Sources of Heterogeneity in Grasslands: Responses of Wildlife to People on Savanna Landscape
Colorado State University, Fort Collins CO
Investigators
Abstract
An important, unresolved question in the design and management of wildlife reserves worldwide is: What is the role of traditional human land-use in conservation areas, particularly when those land uses have a long evolutionary relationship with the natural system? Equally important are questions about the cultural evolution of indigenous management systems into more modern systems and the impacts of these changes on wildlife outside reserves. Our study will be one of the first in the world to address both of these problems. This project will study these interactions in the savannas of East Africa, where our hominid ancestors and wildlife have lived side-by-side for at least 4 million years, and where it is logical to expect that these interactions will be deeply developed.
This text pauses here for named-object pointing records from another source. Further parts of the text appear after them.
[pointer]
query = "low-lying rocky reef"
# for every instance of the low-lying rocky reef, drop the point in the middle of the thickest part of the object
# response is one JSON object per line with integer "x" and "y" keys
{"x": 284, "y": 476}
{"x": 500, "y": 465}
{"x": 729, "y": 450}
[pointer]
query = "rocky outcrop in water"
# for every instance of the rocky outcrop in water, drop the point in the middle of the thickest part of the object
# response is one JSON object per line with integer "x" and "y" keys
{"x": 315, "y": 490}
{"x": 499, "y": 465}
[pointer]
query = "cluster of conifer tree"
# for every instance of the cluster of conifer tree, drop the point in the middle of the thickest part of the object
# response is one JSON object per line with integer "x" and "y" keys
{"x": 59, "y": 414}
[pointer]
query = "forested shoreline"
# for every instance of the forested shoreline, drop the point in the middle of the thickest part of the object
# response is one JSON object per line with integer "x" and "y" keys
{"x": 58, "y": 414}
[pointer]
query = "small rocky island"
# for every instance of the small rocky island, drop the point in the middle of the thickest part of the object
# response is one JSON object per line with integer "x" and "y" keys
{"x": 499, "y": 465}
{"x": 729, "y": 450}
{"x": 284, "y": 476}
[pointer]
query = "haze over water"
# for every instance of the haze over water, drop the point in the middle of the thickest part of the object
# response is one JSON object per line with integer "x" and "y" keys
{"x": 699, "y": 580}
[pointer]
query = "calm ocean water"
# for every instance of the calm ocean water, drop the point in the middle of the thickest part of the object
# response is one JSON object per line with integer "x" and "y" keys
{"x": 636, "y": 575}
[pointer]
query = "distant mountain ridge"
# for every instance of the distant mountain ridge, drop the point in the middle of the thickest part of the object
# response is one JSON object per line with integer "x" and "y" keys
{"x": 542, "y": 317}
Through field experiments, aerial surveys, and imagery analysis, our project will examine how and why traditional pastoral peoples affect large mammal populations in the Mara-Serengeti ecosystem. The project will then develop robust models describing people-wildlife interactions that land managers in East Africa can use to conserve these grand wildlife ecosystems in the face of current changes in land tenure and economic opportunities for pastoral peoples. This research will also provide a model for addressing these questions in the western US and other places where conservation management attempts to mimic the practices of indigenous peoples in efforts to maintain intact, native ecosystems.